Comment ? D'une part, en séparant (au moyen d'un isolant de haute qualité) la partie fonctionnelle des tranches du reste de la plaque, laquelle ne joue plus qu'un rôle de support mécanique : c'est le SOI, 25 % à 35 % plus rapide que du silicium standard tout en consommant 40 à 50 % de courant en moins du fait de la diminution des fuites dans le substrat. D'autre part, en stressant mécaniquement le silicium à la suite de sa mise en contact avec un réseau de SiGe géométriquement différent : c'est le silicium contraint, jusqu'à 35 % plus rapide que du silicium "relaxé" !
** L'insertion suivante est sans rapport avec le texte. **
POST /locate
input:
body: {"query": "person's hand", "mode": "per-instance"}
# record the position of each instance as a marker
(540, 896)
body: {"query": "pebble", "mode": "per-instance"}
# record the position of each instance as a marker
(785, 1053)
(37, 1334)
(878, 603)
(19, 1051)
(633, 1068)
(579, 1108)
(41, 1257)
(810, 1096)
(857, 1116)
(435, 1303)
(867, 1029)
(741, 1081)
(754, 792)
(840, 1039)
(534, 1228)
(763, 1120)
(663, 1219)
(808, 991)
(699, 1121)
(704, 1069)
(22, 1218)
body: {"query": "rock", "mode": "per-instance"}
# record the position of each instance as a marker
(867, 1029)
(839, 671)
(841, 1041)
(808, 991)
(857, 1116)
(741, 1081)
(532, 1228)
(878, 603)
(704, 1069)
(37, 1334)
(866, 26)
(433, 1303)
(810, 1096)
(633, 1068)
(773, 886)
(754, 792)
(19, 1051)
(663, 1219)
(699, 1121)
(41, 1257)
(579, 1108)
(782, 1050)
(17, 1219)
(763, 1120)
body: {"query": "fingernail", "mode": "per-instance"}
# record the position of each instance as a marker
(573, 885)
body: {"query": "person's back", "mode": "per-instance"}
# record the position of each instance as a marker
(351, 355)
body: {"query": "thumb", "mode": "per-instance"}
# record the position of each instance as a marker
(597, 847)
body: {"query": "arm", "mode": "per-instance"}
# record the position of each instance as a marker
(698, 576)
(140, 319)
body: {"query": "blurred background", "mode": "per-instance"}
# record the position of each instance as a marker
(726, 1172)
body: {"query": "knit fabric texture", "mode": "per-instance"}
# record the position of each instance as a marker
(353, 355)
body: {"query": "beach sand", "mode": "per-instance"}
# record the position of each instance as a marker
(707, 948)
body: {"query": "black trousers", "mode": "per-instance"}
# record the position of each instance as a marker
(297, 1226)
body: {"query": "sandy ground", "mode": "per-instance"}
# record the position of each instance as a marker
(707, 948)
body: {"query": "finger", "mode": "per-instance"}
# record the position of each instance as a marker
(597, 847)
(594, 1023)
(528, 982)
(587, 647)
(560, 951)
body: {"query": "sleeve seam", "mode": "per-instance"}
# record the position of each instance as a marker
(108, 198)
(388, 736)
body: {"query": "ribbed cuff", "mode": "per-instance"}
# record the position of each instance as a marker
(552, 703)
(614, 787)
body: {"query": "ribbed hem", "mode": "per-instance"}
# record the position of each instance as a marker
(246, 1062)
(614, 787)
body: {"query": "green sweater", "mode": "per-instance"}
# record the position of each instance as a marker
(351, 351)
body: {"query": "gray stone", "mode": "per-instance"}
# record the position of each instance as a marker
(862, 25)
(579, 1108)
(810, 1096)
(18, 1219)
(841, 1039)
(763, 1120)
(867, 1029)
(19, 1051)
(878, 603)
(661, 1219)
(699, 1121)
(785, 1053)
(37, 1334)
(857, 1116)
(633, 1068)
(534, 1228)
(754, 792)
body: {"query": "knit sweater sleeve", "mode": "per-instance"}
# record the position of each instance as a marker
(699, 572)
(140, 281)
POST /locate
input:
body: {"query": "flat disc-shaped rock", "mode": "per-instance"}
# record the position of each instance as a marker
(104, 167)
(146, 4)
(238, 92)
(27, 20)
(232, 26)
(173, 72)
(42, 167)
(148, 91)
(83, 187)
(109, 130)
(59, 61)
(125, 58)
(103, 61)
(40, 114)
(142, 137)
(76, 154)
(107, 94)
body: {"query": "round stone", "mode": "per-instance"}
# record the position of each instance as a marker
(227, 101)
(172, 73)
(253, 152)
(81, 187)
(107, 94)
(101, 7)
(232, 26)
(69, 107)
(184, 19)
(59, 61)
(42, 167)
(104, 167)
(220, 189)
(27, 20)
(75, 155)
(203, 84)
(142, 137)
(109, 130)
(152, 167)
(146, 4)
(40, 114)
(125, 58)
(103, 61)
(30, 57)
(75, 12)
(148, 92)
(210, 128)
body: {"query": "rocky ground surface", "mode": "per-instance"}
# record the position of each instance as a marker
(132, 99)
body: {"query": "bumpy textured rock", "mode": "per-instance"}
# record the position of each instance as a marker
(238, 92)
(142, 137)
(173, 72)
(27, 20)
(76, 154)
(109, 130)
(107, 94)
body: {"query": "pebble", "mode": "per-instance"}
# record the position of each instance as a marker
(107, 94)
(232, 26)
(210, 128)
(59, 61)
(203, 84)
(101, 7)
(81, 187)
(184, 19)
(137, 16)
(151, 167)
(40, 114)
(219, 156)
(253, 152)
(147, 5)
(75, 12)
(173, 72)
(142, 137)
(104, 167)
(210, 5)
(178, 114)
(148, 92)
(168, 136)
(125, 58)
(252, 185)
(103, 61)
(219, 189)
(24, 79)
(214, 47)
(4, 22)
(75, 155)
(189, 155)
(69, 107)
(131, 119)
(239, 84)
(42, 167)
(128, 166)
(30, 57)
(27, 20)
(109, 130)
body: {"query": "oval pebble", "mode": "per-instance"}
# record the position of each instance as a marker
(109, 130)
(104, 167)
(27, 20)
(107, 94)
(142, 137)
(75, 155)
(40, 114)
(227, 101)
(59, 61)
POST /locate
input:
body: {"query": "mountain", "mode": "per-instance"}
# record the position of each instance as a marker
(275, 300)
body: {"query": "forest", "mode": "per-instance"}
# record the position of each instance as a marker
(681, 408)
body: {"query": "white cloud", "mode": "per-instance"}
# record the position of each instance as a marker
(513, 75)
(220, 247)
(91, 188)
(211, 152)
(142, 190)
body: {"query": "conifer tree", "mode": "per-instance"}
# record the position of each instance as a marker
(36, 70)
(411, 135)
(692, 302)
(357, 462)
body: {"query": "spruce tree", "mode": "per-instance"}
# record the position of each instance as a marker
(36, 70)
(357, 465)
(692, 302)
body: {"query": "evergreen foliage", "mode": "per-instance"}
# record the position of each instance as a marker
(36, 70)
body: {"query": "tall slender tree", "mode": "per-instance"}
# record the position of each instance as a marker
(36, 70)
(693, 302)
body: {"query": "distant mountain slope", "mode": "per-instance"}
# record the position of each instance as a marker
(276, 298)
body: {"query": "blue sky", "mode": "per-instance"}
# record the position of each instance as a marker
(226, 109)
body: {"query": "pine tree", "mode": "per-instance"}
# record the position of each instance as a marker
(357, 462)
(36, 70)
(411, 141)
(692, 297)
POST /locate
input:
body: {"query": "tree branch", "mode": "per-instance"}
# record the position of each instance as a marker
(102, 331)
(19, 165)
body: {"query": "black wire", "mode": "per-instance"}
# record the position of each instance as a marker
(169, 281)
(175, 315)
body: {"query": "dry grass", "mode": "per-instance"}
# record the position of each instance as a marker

L'association des deux procédés, qui déboucherait sur un véritable « concentré de performances », est notamment proposée par Soitec pour les puces 65 nm qui devraient entrer en production dès 2007.

EN CHIFFRES

Des coûts exorbitants - 3 milliards de dollars pour une "fab" complète (six fois plus que dans le secteur pharmaceutique) ; ou encore 20 millions de dollars pour un équipement de photolithographie à 193 nm. Dans les semi-conducteurs, mieux vaut ne pas avoir le vertige des chiffres. - À cela s'ajoute bien évidemment le coût des masques propres à chaque circuit : 1 million de dollars par jeu complet pour un circuit 130 nm (avec lithographie à 248 nm) et même 3 millions de dollars en 90 nm (lithographie à 193 nm). Sans compter les inévitables ratages !

LA "FEUILLE DE ROUTE" DE L'INDUSTRIE ET LES CHALLENGES ANNONCÉS

Importantes balises placées sur sa fameuse "feuille de route", les "noeuds technologiques" chers à l'ITRS (International Technology Roadmap for Semiconductors) correspondent concrètement au demi-pas d'une cellule de Dram (mémoire dynamique) appartenant à ladite génération de circuits. Mais qu'on ne s'y trompe pas : les dimensions minimales des transistors, elles, peuvent être largement inférieures. Par exemple, 37 nm pour la longueur de grille d'un transistor intégré dans un microprocesseur réalisé en technologie 90 nm ! L'année d'entrée en production, toujours selon l'ITRS, marque de son côté la fin des développements (en général deux ans après la publication des premiers papiers scientifiques) et le lancement de la technologie concernée par au moins deux fondeurs.

UN AMBITIEUX PROGRAMME EUROPÉEN

- Depuis quelques années, l'Europe n'a plus à rougir de ses performances dans la course mondiale à la miniaturisation des circuits. Parmi les dernières initiatives en date, le projet NanoCmos, financé par la Commission européenne, vise à développer une technologie Cmos logique de type 45 nm d'ici à la fin 2005. Sa mise en place à l'échelle industrielle est prévue à partir de 2006, probablement sur le site Crolles 2, commun à Motorola, Philips et STMicroelectronics. Par la suite, NanoCmos s'intéressera aux technologies 32 et 22 nm.